Чем хуже обстоят дела, тем она бодрее.
– Месье Мейер, – говорит она, одарив его короткой улыбкой, которую он не может истолковать, – пожалуйста, сядьте. Хотите табака?
– Все в порядке, мадам, спасибо.
Во Франке Мейере всегда уживались два человека. Один комфортно чувствует себя в условиях дисциплины и подчинения. Другого манит дерзость и свобода. Он не один такой, он сам это понимает. Токсичная повседневная жизнь, которую по воле судьбы он ведет уже три года, только усугубила старый конфликт. Сегодня он обслуживает немцев. А завтра он помогает евреям от них сбежать.

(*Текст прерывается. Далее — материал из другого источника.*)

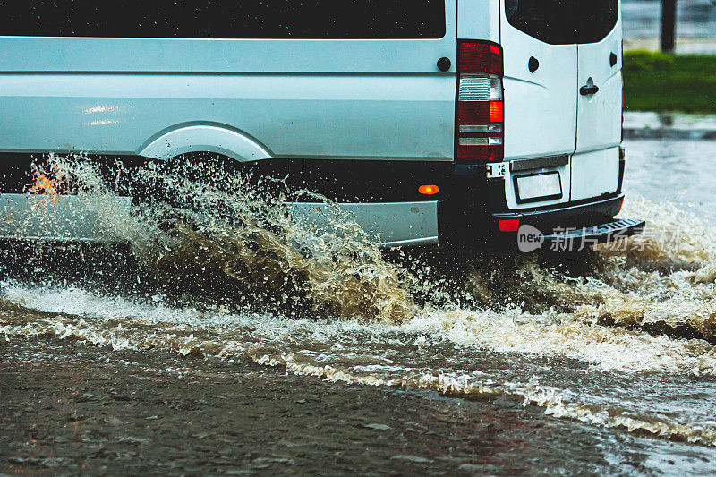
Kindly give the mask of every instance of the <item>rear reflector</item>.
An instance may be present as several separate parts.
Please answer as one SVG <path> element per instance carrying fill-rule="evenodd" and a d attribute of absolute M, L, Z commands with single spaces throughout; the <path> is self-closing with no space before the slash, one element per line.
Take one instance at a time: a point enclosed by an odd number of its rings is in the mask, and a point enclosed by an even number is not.
<path fill-rule="evenodd" d="M 501 161 L 502 50 L 490 42 L 458 43 L 455 158 Z"/>
<path fill-rule="evenodd" d="M 500 232 L 516 232 L 520 228 L 519 218 L 508 218 L 507 220 L 500 220 L 498 224 Z"/>

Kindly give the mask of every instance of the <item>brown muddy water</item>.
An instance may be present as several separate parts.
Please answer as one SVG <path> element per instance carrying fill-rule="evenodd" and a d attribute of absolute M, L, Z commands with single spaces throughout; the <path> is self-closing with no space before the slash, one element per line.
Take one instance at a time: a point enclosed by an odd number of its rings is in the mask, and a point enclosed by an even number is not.
<path fill-rule="evenodd" d="M 4 248 L 0 473 L 713 473 L 716 145 L 685 145 L 629 142 L 647 233 L 568 258 L 381 253 L 231 175 L 146 170 L 175 196 L 127 211 L 56 159 L 130 245 Z"/>

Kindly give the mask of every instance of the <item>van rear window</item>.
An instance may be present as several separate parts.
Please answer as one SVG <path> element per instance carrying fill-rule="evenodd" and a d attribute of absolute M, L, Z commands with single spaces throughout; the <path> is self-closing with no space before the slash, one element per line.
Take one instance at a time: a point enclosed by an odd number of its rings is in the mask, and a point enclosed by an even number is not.
<path fill-rule="evenodd" d="M 595 43 L 617 24 L 618 0 L 505 0 L 507 21 L 552 45 Z"/>
<path fill-rule="evenodd" d="M 0 35 L 439 38 L 445 0 L 0 0 Z"/>

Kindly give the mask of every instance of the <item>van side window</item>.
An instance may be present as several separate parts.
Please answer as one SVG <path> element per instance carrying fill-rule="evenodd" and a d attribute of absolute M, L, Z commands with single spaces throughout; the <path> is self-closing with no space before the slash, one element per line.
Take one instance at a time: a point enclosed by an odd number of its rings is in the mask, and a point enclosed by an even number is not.
<path fill-rule="evenodd" d="M 445 0 L 0 0 L 0 35 L 439 38 Z"/>
<path fill-rule="evenodd" d="M 551 45 L 595 43 L 617 24 L 617 0 L 505 0 L 507 21 Z"/>

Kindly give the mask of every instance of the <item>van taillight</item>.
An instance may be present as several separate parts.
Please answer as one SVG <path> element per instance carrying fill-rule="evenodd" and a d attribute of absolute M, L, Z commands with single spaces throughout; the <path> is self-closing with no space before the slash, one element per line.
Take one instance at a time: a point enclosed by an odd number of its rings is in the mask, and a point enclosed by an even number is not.
<path fill-rule="evenodd" d="M 457 73 L 455 158 L 501 161 L 502 48 L 490 42 L 458 42 Z"/>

Атмосфера в офисе Сезара Ритца тяжелая, присутствующие знают, что теперь арестовать могут кого угодно.
Элмигер заговаривает первым:
– Франк, до нас дошла крайне неприятная новость, и она затрагивает всех нас: сегодня днем немецкий военный трибунал приговорил Бланш Озелло к восьми месяцам тюремного заключения.
Восемь месяцев. Вечность.
Франк старается не дать слабину.
– В чем ее обвиняют? – с трудом выговаривает он.
– Пособничество коммунистам.
– Это бред! – возражает бармен.
– Не совсем, Франк. Госпожа Хармаева тоже под замком. Позавчера московские газеты выражали озабоченность по поводу «ареста в Париже великой русской танцовщицы», а для немцев этого достаточно. Бедный Клод сильно расстроен, не выходит из апартаментов. Слава богу, он сохраняет спокойствие. Он знает, что высшие интересы «Ритца» требуют, чтобы он сидел тихо и не высовывался. И если его супруга будет вести себя, как надо, она сможет вернуться к нам на рождественские каникулы.